OpenSim User Profile: Silvia Blemker, PhD

Simbios broadened University of Virginia’s Silvia Blemker’s horizons; and OpenSim is helping her understand hamstring injuries in sprinters.



Silvia Blemker, PhD, has deep roots in Simbios. As a Stanford graduate student, she watched 15 faculty members put together the grant application for this National Center for Biomedical Computing (“a great experience for me at the time,” she says). And as a Stanford post-doc, “Simbios broadened my horizons,” she says, by articulating the commonalities between simulating proteins, cells, and whole body systems. Through Simbios, she realized that she didn’t need to limit herself to studying the tissue or whole body scales, but could dive into a deeper level of detail—myosin dynamics, for example. “I now think a lot about how proteins interact and give rise to the contractile behavior of muscle, which is definitely affecting the way I’m going forward in my research,” she says. 
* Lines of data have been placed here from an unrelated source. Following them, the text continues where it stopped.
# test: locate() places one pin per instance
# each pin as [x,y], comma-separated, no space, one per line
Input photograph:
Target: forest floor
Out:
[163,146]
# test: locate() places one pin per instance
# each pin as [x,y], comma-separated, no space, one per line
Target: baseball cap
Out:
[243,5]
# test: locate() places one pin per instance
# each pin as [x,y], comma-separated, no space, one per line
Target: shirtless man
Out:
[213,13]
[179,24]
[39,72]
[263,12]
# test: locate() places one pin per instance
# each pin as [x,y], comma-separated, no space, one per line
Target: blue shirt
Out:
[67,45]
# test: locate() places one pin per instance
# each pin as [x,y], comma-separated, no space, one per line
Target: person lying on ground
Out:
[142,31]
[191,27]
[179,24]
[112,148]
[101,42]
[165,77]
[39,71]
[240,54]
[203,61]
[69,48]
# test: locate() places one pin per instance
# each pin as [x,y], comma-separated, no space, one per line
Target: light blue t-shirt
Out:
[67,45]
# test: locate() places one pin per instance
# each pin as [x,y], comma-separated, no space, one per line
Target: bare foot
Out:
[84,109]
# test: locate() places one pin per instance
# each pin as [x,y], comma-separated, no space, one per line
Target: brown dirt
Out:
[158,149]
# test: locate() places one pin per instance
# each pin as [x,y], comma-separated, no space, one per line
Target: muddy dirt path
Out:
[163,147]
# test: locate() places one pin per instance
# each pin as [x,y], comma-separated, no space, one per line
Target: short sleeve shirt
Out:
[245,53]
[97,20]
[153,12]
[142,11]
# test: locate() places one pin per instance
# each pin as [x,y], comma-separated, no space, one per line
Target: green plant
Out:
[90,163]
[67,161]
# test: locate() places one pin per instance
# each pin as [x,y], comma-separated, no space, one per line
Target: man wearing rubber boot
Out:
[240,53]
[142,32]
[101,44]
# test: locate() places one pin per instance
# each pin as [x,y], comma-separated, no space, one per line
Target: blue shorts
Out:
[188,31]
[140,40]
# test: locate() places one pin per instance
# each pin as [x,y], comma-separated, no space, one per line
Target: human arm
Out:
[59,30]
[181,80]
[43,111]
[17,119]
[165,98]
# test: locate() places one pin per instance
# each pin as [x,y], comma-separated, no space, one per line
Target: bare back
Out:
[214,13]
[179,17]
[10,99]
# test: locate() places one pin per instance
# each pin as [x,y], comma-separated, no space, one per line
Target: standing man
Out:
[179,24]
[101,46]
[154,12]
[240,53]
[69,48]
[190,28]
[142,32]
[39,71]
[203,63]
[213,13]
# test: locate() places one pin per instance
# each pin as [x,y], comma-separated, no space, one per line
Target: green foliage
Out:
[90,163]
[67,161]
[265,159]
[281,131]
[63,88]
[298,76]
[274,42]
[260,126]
Now an assistant professor of biomechanical engineering at the University of Virginia, Blemker’s connections to Simbios remain strong. She and Darryl Thelan, PhD, at the University of Wisconsin, are co-PIs on a collaborative R01 grant with Simbios which seeks to understand and eventually help prevent hamstring injuries that occur during running or sprinting. The researchers are attempting to couple two different computational strategies—3-D models of muscle (done using a program called FEBio) and dynamic simulations of running (done using OpenSim). “That achievement would have many applications beyond muscle injury,” Blemker says, including for the Simbios neuromuscular DBP’s work on muscle contractions in cerebral palsy and Duchenne muscular dystrophy.


“OpenSim is pretty pervasive now in the biomechanics field,” Blemker says. “And is as well.  It’s allowing us to share our work and making it easier for others to know about our work.”